Rationale must be provided for the opinion proffered. In rendering the requested rationale, the examiner must note that it is not required that the sleep apnea is shown to be "predominantly" due to or the result of PTSD, but rather, whether there is any contributing degree of etiological relationship to PTSD.
(e.) If not, is it at least as likely as not that any sleep apnea experienced by the Veteran since approximately February 2019 is aggravated beyond natural progression by his service-connected disabilities, specifically to include his service-connected PTSD.
Rationale must be provided for the opinion proffered. In rendering the requested rationale, the examiner must note that it is not required that the sleep apnea is shown to be aggravated beyond natural progression "predominantly" by PTSD, but rather, whether there is any contributing degree of aggravation beyond natural progression by the service-connected PTSD. Also, it is not required that the sleep apnea is shown to be permanently aggravated by service-connected disability, but rather, aggravation in this context refers to any incremental increase in disability attributable to service-connected disability regardless of its permanence.
The examiner must provide reasons for each opinion given.
2. Schedule the Veteran for a VA examination to determine the nature and etiology of his claimed gastrointestinal disability, to include abdominal pain disorder, functional abdominal pain syndrome, and/or GERD. Provide a copy of this remand and the record for the examiner to review. Any and all studies, tests, and evaluations deemed necessary by the examiner should be performed. The examiner must address the following:
(a.) Provide an opinion as to whether it is at least as likely as not that any gastrointestinal disability experienced by the Veteran since approximately February 2019 (including, but not limited to, abdominal pain disorder, functional abdominal pain syndrome, and GERD (a) had its onset during any period of active service or (b) is otherwise etiologically related to the Veteran's service, including the gastrointestinal symptoms documented in his service treatment records and environmental exposures in Southwest Asia during the Persian Gulf War. The opinion must reflect consideration of the February 2019 private opinion, which indicates that the Veteran had gastrointestinal symptoms during his active service and are thus at least as likely as not related to his active service.
(b.) If not, the clinician should also provide an opinion as to whether it is at least as likely as not that any diagnosable gastrointestinal disability experienced by the Veteran since approximately February 2019 (including, but not limited to, GERD) has at least a partially understood pathophysiology AND etiology.

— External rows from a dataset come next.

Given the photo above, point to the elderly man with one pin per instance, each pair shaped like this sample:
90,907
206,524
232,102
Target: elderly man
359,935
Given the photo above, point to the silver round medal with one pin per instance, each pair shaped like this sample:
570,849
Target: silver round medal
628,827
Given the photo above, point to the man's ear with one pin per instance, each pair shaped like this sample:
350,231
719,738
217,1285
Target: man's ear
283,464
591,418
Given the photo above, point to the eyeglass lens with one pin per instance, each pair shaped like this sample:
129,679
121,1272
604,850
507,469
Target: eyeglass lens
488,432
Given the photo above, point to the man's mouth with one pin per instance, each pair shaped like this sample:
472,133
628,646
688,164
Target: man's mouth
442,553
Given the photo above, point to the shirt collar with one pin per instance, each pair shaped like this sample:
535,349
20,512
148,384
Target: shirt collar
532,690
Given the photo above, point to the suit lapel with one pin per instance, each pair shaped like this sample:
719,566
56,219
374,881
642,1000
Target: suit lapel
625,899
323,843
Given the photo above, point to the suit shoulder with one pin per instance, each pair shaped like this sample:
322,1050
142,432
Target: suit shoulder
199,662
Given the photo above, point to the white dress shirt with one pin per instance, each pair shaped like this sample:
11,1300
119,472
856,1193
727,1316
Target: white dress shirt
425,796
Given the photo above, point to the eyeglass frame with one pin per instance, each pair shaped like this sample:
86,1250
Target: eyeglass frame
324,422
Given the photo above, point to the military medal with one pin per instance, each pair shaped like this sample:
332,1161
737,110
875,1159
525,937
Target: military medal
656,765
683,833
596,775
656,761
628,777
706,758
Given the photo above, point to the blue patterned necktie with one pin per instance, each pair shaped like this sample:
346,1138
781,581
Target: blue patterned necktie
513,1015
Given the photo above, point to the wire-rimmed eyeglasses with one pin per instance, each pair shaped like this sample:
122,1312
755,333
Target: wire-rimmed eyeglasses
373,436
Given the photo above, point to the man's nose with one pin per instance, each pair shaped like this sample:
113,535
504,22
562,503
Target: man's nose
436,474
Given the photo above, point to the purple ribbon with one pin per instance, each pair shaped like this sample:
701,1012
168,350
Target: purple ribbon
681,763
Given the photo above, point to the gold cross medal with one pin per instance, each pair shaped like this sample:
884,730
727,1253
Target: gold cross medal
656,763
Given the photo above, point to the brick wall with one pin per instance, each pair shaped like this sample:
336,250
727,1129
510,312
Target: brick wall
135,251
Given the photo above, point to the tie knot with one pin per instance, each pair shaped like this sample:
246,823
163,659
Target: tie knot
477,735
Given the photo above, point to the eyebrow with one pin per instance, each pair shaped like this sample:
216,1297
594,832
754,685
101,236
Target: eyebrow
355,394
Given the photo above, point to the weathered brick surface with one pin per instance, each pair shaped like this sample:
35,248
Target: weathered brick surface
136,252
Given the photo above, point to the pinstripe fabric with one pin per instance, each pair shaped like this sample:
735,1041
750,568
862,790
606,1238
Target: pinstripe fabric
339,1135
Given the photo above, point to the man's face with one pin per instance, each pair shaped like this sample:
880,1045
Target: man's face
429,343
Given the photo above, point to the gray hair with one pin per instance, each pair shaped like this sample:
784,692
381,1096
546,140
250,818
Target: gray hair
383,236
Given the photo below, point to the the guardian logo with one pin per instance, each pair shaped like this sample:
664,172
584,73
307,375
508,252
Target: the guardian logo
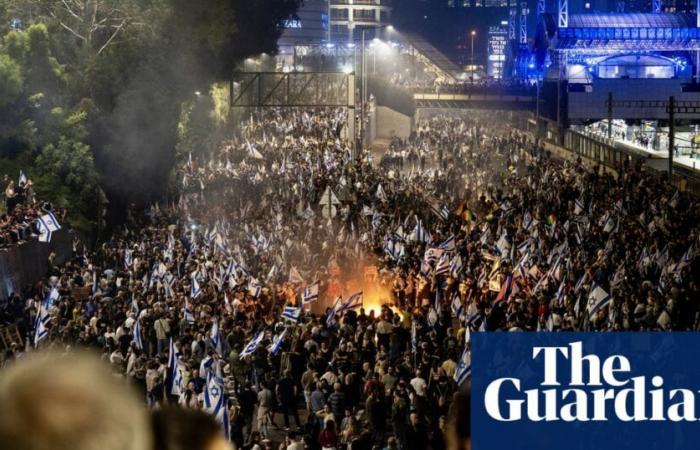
592,390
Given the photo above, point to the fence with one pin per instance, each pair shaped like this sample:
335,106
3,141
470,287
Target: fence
604,152
27,263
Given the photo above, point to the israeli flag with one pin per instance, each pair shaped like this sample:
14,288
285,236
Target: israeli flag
311,293
254,288
414,336
138,335
51,298
291,313
252,345
134,306
456,305
215,338
40,330
330,316
215,402
381,195
579,283
277,342
443,265
47,224
128,258
432,254
352,302
449,244
195,291
188,314
175,368
456,266
597,299
206,366
419,234
464,368
560,293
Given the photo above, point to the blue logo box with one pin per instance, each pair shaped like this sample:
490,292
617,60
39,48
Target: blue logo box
585,391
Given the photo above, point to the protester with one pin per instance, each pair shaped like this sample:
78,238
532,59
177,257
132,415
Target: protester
68,402
242,294
186,429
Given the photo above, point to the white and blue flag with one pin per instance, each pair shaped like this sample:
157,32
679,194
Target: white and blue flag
464,368
277,342
597,299
175,368
215,402
291,313
449,244
196,290
138,335
40,330
311,293
252,345
187,312
215,338
352,302
47,224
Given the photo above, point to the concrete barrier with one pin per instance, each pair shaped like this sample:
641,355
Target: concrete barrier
27,263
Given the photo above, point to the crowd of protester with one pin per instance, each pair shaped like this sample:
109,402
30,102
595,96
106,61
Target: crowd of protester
479,230
18,221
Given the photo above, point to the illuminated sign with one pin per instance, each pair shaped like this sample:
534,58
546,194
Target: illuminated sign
498,39
292,23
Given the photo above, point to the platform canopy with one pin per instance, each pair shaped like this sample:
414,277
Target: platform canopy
603,33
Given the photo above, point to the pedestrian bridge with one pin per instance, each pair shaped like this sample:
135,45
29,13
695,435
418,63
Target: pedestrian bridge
480,100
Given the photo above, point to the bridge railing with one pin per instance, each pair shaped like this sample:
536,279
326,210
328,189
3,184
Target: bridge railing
594,148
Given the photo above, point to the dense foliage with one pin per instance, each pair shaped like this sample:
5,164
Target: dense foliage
100,94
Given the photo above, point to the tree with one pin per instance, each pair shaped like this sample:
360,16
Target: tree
10,81
130,66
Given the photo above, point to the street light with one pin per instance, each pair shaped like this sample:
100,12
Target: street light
363,85
473,33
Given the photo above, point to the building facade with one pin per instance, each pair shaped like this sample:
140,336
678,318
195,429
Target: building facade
310,26
349,18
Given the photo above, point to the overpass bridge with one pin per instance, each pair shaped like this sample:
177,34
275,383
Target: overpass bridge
483,99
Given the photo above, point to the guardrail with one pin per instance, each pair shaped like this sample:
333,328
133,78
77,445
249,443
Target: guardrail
595,148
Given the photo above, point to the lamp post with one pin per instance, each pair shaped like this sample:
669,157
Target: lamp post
363,76
473,34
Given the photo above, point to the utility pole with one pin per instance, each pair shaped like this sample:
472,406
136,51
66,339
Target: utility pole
610,116
671,135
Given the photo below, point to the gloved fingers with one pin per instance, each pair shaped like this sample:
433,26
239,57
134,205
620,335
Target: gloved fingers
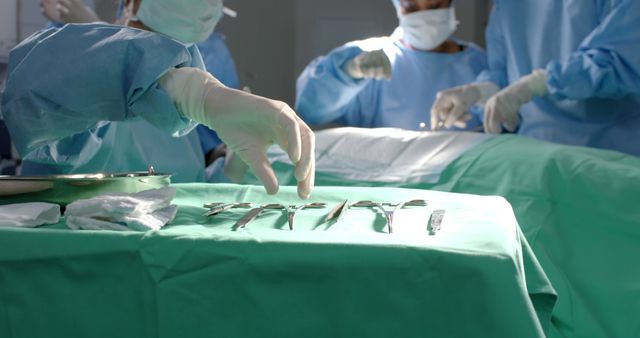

Consideration must be given to the Veteran's reported symptoms.
(c.) If not, do any of the Veteran's gastrointestinal symptoms experienced since approximately February 2019 represent an objective indication of chronic disability resulting from (1) an undiagnosed illness; OR (2) a medically unexplained chronic multisymptom illness without conclusive pathophysiology OR etiology?
The examiner must provide reasons for each opinion given.
Brian J. Elwood
Acting Veterans Law Judge
Board of Veterans' Appeals
Attorney for the Board B. G. LeMoine, Counsel
The Board's decision in this case is binding only with respect to the instant matter decided. This decision is not precedential and does not establish VA policies or interpretations of general applicability. 38 C.F.R. § 20.1303.